Why am I indulging in my favorite pastime of stretching metaphors long past the point where they lose their elasticity, like a pair of well-loved old boxers, stretched around a beer belly that you can not acknowledge by throwing them away, and stained with the confusion of a hundred readers? I'm celebrating something that the video games has been missing since Max Payne; the simile-slinging, hard-punning underdog detective.
Do you remember the nineties? Because I don't, grandad. They were over by the time I was fifteen. Ha! However, I do remember buying loads of outdated nineties games to play on my awful home-made PC. There was a whole army of point and click noir-styled detective games referencing everything noir from Raymond Chandler to Bladerunner.
The Phoenix Wright series is something of a spiritual successor to those detective games, having the same clue gathering, witness grilling, wisecracking set-up at its heart. However, this time, you do not just catch the bad guy, you get to drag him through the courts, and pound him with the evidence you have gathered.
This style of game can hardly be described as a 'game' - it is a very closed system, with 'right' answers at every step, and you have to achieve this steps in a prescribed order. (Japanese-made 'point-and-clicks' are known to be even more firmly 'on rails' than western ones) It works a little like a choose your own adventure. What it is that drags the the player into an incredibly immersing experience then, is the brilliant writing.
Each character is beautifully realised, with their own quirks of speech and behaviour, and their own emotions; even a side-character in Ace Attorney is more fully written than the average modern computer game hero. The rival lawyers you love to hate slowly become sympathetic as the game progresses, and the criminals, even if they can not be forgiven, can always be understood. The dialogue is genuinely witty, and often had me laughing out loud.
You may have read my previous whinging, and remember that these days, I rarely complete games. However, I completed the second game in the Phoenix Wright series in two weeks, even though it was my exam revision period. Now, for a hardcore gamer like me to chose Phoenix Wright over anything else when my gaming time was so limited, must mean something. Basically, it exemplifies the power of good writing in games. I kept playing to see what would happen next, and to hear (read) more of my favourite characters' amusing vergiberations. Now I am not a particular advocate of 'nu-casual-gaming'; I would prefer to see the games market expanding in every direction, without losing anything we have come to love already. However, a game like Phoenix Wright has a very far reaching lesson. If good writing can do so much for a game, why do we accept less? Why is it okay for developers to hire uninterested hacks to populate our games with uninteresting two-dimensional characters (Hell, we can see them in 3D!) and wooden dialogue?

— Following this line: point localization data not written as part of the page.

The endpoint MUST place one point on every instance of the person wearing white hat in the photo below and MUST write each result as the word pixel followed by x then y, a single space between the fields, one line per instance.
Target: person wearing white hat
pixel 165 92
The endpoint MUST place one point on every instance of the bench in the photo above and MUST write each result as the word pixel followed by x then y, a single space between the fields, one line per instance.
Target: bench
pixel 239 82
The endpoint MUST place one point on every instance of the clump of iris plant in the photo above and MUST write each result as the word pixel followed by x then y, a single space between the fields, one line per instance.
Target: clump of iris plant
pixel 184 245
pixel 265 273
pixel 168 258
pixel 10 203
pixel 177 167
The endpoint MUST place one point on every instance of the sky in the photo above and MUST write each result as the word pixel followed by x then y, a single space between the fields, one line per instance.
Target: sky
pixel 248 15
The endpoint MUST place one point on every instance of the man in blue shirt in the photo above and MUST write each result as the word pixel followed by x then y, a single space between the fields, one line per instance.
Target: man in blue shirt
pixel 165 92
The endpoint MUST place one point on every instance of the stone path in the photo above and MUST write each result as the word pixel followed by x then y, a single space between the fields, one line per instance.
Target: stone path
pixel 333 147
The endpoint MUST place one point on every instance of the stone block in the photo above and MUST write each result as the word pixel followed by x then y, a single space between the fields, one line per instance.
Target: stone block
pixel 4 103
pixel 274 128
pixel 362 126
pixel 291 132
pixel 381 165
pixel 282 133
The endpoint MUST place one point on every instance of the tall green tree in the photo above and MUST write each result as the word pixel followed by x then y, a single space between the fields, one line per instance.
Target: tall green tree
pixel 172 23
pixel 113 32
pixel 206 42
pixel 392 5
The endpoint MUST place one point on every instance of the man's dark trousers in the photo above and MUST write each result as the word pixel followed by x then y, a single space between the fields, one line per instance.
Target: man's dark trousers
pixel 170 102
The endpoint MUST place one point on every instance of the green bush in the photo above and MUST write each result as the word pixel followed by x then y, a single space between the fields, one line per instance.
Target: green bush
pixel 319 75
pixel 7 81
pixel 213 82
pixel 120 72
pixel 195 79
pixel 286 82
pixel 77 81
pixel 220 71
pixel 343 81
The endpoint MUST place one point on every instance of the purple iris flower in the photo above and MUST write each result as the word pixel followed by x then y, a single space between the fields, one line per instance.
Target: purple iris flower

Writing like that found in Phoenix Wright should not just be found in 'story games' - most games purport to have a story of some form or other, and I think it is no longer satisfactory for that story to be poorly written. I remember how the creators of Fahrenheit made such a fuss over the idea that a game's plot could take influence from cinema. It is a pity that particular game took its influence from awful cheesy Hollywood thrillers. While it was commendable that the game makers wanted to show that a game could inspire the emotions of a film, it is sad that those emotions were the standard array of boredom and embarrassment inspired by the cliches of Hollywood. The fact is, there is a wide world full of writing out there, and it is about time games considered themselves part of that world.